Beautifully photographed in Venice and London, The Wings of the Dove brings one of literature's most famous love triangles to the big screen. Based on the fascinating novel by Henry James, this slow moving but visually stunning movie stars Helena Bonham Carter, Alison Elliott, and Linus Roache as three people who try to manipulate love for their own purposes.

Bonham Carter plays Kate, an opportunistic young Londoner who, in the early 1900s, falls in love with Merton (Roache), a journalist of limited means. Kate is befriended by Milly (Elliott), a terminally ill American heiress who also shows an interest in Merton. Kate pushes these two together, hoping to end up eventually with Merton as well as with Milly's money.

Looking fabulous in their period costumes, Bonham Carter (Mighty Aphrodite) and Elliott (The Spitfire Grill)   complement each other like orchids and moonlight. Bonham Carter's striking beauty gives Kate an exotic appeal, and Elliott's ethereal interpretation of Milly evokes memories of the great Geraldine Page at her best.

According to British director Iain Softley (Hackers), the film's most difficult role to cast was that of Merton Densher, the man who is lured into Kate's plan and then finds himself drawn to both women. Softley explains he selected Roache because he felt the young actor, so critically acclaimed in  Priest, could be "both dynamic and hesitant in an effortless way needed for this key role."

Roache admits he deliberately avoided any special preparaton for the role. "I usually do intense study and preparation, but I decided to experiment and go with the flow, since this seemed to fit Merton's character," he said.

Commenting on the lack of clear-cut motivations for the movie's main characters, Roache declared, "This is not your usual everything-spelled-out-for-you film. Although the ambiguity might not work for everyone, it's an intriguing part of the story."

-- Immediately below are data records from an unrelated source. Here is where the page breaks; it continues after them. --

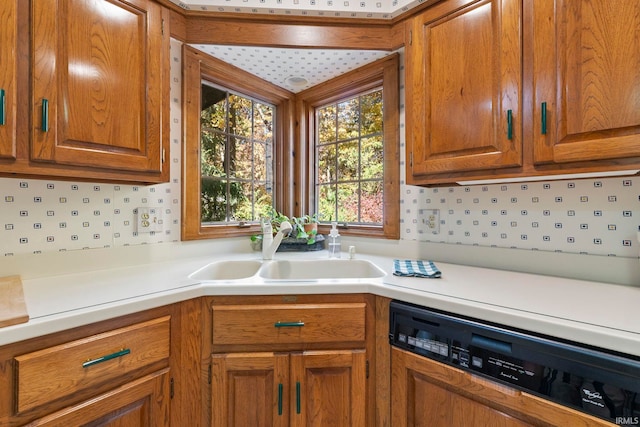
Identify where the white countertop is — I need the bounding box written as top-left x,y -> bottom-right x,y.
0,247 -> 640,356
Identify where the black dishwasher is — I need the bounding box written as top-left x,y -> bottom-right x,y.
389,301 -> 640,425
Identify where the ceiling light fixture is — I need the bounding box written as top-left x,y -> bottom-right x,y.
284,76 -> 309,88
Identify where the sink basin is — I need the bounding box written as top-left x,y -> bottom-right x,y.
259,259 -> 386,280
189,260 -> 262,280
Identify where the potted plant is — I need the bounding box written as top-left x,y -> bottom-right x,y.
251,209 -> 322,250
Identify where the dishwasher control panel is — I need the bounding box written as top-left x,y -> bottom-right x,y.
389,301 -> 640,422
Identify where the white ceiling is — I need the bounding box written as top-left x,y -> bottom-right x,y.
171,0 -> 425,19
180,0 -> 410,93
192,44 -> 392,93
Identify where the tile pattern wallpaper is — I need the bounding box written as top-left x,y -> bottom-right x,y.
171,0 -> 425,19
0,41 -> 182,256
0,41 -> 640,258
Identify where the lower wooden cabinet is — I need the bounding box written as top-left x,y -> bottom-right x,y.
211,350 -> 366,427
391,347 -> 611,427
0,306 -> 174,427
209,295 -> 375,427
25,369 -> 169,427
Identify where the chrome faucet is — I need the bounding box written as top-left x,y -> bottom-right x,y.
262,220 -> 293,259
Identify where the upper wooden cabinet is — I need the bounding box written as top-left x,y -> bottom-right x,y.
525,0 -> 640,163
405,0 -> 640,185
405,0 -> 522,176
0,0 -> 170,183
0,0 -> 18,159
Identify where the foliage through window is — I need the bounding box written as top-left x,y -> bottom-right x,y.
200,81 -> 275,224
316,88 -> 384,225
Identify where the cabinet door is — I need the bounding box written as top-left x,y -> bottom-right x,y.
211,353 -> 289,427
525,0 -> 640,164
27,370 -> 169,427
391,349 -> 530,427
0,0 -> 18,159
291,350 -> 367,427
30,0 -> 168,173
405,0 -> 522,178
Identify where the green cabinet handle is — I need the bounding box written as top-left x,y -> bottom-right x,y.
273,321 -> 304,328
42,98 -> 49,132
82,348 -> 131,368
0,89 -> 7,126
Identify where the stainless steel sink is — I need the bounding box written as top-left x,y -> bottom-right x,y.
189,260 -> 262,281
258,259 -> 386,281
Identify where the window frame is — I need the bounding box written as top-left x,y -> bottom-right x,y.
296,53 -> 400,239
181,45 -> 294,240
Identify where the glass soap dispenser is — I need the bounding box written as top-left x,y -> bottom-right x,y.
328,222 -> 341,258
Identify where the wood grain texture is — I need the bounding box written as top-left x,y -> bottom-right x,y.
290,350 -> 367,427
0,0 -> 18,159
25,369 -> 170,427
211,352 -> 292,427
0,276 -> 29,328
15,316 -> 170,412
0,0 -> 170,182
406,0 -> 522,176
531,0 -> 640,163
213,303 -> 366,348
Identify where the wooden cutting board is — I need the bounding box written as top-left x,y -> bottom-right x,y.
0,276 -> 29,328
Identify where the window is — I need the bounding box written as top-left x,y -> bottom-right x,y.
182,46 -> 294,240
298,54 -> 400,239
200,84 -> 275,224
315,88 -> 384,226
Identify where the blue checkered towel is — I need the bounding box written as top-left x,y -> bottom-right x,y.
393,259 -> 442,279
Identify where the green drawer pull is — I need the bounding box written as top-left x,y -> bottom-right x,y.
42,98 -> 49,132
273,321 -> 304,328
0,89 -> 7,126
82,348 -> 131,368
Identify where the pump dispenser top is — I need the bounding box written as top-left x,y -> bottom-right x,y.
328,222 -> 341,258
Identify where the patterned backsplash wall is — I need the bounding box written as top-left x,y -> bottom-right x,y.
0,41 -> 640,258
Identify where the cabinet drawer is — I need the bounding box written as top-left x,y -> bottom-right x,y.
15,316 -> 171,412
213,303 -> 366,345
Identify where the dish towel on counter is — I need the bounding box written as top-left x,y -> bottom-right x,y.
393,259 -> 442,279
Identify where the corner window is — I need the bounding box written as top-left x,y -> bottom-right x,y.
298,54 -> 400,239
181,45 -> 293,240
315,87 -> 384,226
200,84 -> 275,226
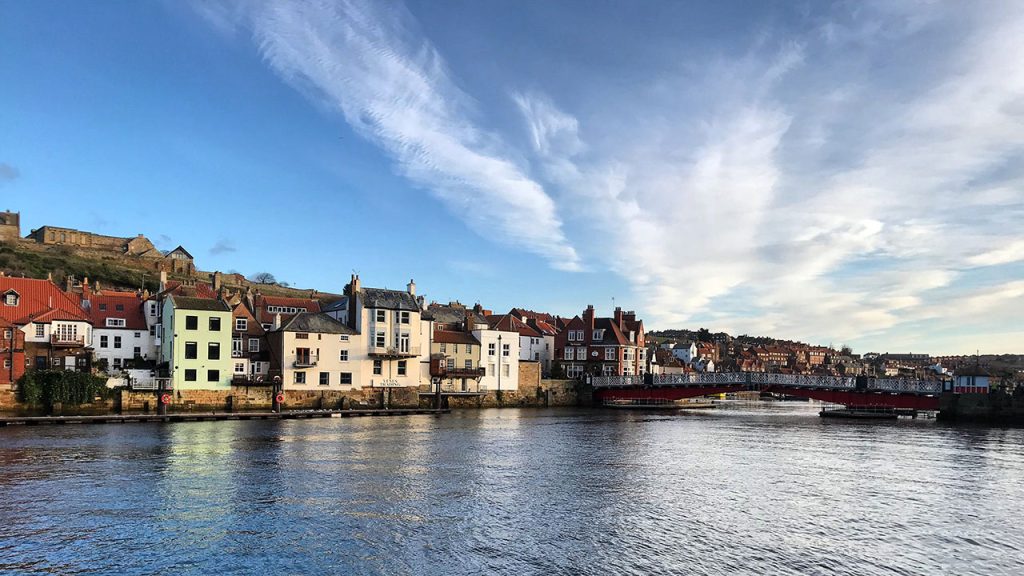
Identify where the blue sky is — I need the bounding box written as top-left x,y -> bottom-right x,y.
0,0 -> 1024,354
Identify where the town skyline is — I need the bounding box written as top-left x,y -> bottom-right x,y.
0,2 -> 1024,355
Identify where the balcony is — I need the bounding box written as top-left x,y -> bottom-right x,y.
50,334 -> 85,348
369,346 -> 420,359
430,366 -> 484,378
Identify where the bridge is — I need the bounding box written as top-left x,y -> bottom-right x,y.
590,372 -> 942,411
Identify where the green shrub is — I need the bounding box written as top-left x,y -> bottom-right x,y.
17,370 -> 110,411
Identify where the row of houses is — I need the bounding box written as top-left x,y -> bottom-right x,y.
0,273 -> 648,394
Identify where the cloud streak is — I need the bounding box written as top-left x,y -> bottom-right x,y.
192,1 -> 582,271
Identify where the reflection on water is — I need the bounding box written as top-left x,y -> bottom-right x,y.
0,404 -> 1024,575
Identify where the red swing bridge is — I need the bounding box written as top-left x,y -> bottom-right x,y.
590,372 -> 943,412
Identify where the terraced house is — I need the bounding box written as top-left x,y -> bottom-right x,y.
267,313 -> 367,390
160,294 -> 231,389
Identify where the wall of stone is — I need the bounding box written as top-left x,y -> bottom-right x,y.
446,377 -> 590,410
118,386 -> 419,414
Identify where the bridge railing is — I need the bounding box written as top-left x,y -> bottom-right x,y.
867,378 -> 942,394
590,374 -> 643,388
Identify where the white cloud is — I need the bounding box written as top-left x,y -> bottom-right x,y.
190,1 -> 581,271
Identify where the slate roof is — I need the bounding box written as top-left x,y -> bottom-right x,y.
281,312 -> 357,334
87,292 -> 146,330
359,288 -> 420,312
433,330 -> 480,344
171,295 -> 231,312
0,276 -> 90,326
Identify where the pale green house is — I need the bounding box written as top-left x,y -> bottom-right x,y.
160,295 -> 232,390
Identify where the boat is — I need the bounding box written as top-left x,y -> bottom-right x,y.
818,408 -> 899,420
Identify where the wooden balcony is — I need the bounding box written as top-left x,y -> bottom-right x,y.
50,334 -> 85,348
369,346 -> 420,359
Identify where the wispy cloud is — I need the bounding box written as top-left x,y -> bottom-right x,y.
210,238 -> 238,255
192,1 -> 581,271
0,162 -> 22,184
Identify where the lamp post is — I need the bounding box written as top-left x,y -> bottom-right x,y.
497,334 -> 505,404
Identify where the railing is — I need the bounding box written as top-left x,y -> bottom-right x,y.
370,346 -> 420,358
50,334 -> 85,347
591,372 -> 942,394
867,378 -> 942,394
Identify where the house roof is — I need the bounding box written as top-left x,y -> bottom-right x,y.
0,276 -> 90,326
433,330 -> 480,344
359,288 -> 420,312
171,295 -> 231,312
281,312 -> 356,334
86,292 -> 146,330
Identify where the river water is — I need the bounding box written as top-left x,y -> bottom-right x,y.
0,403 -> 1024,576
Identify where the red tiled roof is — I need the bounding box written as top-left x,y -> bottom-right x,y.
89,292 -> 146,330
0,276 -> 89,326
434,330 -> 480,344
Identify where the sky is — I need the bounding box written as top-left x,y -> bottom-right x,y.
0,0 -> 1024,354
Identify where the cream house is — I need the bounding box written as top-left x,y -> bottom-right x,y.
267,313 -> 366,390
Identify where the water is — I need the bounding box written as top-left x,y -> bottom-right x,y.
0,403 -> 1024,576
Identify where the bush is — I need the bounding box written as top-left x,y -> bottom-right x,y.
17,370 -> 110,412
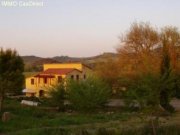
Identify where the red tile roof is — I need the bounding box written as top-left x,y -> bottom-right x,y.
36,68 -> 81,76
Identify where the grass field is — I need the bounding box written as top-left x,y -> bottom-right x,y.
0,99 -> 180,135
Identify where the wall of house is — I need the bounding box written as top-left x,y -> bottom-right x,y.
26,63 -> 92,97
26,75 -> 66,97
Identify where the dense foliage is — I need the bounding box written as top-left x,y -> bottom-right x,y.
48,82 -> 66,111
67,77 -> 110,111
0,48 -> 24,111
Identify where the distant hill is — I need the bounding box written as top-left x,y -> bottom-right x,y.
22,53 -> 117,71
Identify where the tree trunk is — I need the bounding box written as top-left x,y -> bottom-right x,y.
0,96 -> 4,112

Roache expressed hope that viewers would "surrender to the poetry and magic of the film's hypnotic quality," especially to the beauty of the scenes in Venice.

While I can't argue with Roache about the film's superb visual artistry, I found its plodding pace relentlessly annoying. If watching colorful paint dry gives you a thrill, this is the movie for you. Nevertheless, The Wings of the Dove presents a vivid reminder that even in matters of the heart, the end never justifies the means.